Fast forward six years and I am trying to teach children not too familiar with the Roman alphabet or the rules for capitalisation how to write and I suddenly see a flaw in my plan. There was actually an early warning for this when I first filled in forms at the City Office with my supervisor and was told that they were unusable because not only was my handwriting too big to fit in the space but my “I”s, “L”s, “1”s and “7”s were unrecognisable to a Japanese reader. I would have to learn how to write English like a Japanese person does before I could teach a Japanese person how to write English. I think that’s ironic.
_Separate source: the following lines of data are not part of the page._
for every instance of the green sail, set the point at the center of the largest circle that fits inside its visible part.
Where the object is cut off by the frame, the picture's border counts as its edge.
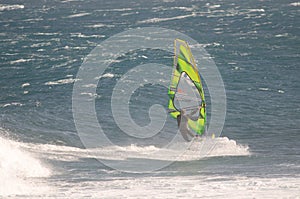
(186, 91)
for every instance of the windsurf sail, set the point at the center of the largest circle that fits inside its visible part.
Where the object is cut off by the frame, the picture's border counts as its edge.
(186, 91)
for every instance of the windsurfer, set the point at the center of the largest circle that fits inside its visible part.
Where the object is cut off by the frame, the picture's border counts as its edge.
(182, 121)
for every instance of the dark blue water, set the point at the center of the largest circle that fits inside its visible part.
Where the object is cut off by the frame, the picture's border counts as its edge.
(254, 44)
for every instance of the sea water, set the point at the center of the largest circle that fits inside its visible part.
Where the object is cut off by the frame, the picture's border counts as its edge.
(255, 46)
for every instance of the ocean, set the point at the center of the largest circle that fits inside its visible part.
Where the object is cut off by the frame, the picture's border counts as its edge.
(126, 146)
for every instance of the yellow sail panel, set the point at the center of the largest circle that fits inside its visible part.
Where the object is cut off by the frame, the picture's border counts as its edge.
(186, 91)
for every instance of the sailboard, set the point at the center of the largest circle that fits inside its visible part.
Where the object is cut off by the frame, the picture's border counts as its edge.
(186, 91)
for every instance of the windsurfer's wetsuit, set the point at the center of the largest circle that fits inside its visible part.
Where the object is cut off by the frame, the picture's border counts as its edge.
(182, 121)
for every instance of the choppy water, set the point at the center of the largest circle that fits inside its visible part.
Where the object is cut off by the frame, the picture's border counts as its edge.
(255, 46)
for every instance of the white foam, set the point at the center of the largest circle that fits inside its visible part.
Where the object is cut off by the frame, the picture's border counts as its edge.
(20, 61)
(295, 4)
(78, 15)
(186, 187)
(18, 170)
(12, 104)
(25, 85)
(10, 7)
(61, 81)
(156, 20)
(199, 149)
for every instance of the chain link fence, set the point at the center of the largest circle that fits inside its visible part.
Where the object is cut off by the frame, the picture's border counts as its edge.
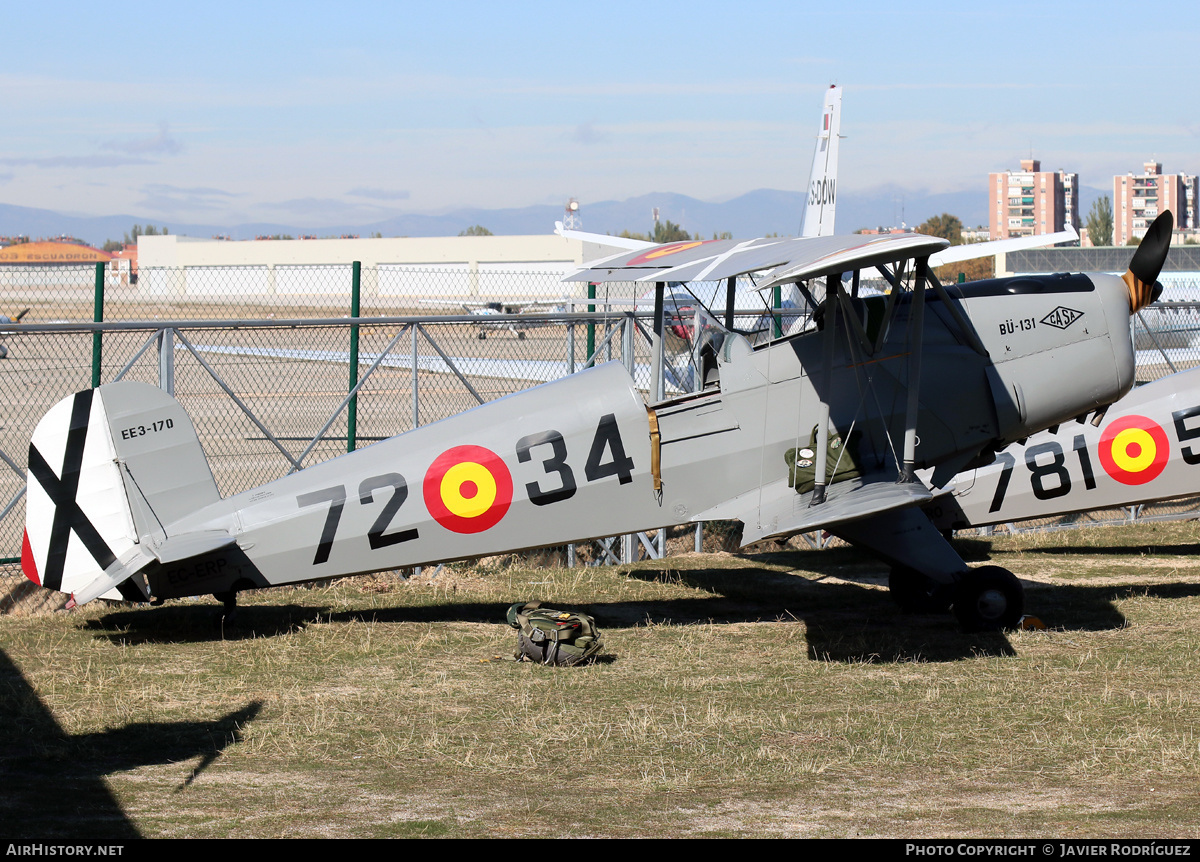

Anyway, back to the classroom– I have just been asked to write the day, date and weather report on the board and all the kids are gobsmacked because I’m not using little letters. The teacher kindly asks me to rub it out and write it again because, I realise, Japanese doesn’t have capital letters and the children need as much instruction as possible in that area. So, somewhat shakily, I rewrite the words.

No one can read it.

My “r”’s and “’t”s are indistinguishable– my “y” is not a letter but some kind of weird symbol akin to the shibboleth: you know you’ve seen it on a Microsoft keyboard but you don’t know what it’s for. The less said about my vowels, the better.

The teacher asked one of the pupils to come and write it for me and it’s then that I realised that a thirteen year old has nicer handwriting than I do. I am embarrassed now to mark the children’s work because I feel I’m defacing their papers with my horrid little scrawl. I’ve tried to improve; I approach writing on the board like a move in noughts and crosses: slow, deliberate, almost certain to screw me over in the long term. But it’s hard to undo a lifetime’s habit in a month. I’ve managed to stop putting such insanely long tails on my “g”s and I now always remember to put the tittle on my “i”s and cross my “t”s all the way through. But my “w”s still look like a tiny pair of bosoms, my “b”s like bent spades and my “e”s might be an arroba, a schwa or an eye staring out from some sort of wormhole, it’s hard to tell. At the moment, I just try and avoid writing if possible because honestly, these kids have it down and I don’t want to ruin it for them.

See, I inherited my bad penmanship from my father, who in turn learnt it from his grandfather and so on and so forth, but I have a chance to break the cycle. We can let the Kelly scribble die with me and rid its pointy, scratchy, illegible ugliness from the earth, if only I don’t taint these children with my awful form and tendency to smudge.

The thing is, part of me is angry because I have now come across possibly the only situation in the modern world (where we all rarely look up from our keyboards unless it’s to use voice recognition software) where the quality of an adult’s handwriting is actually, genuinely important. I have retroactively proven my headmaster correct. I guess he must have known, even then, when I was eight years old, where my life would lead. I guess the writing was on the wall in ugly, scribbled block capitals.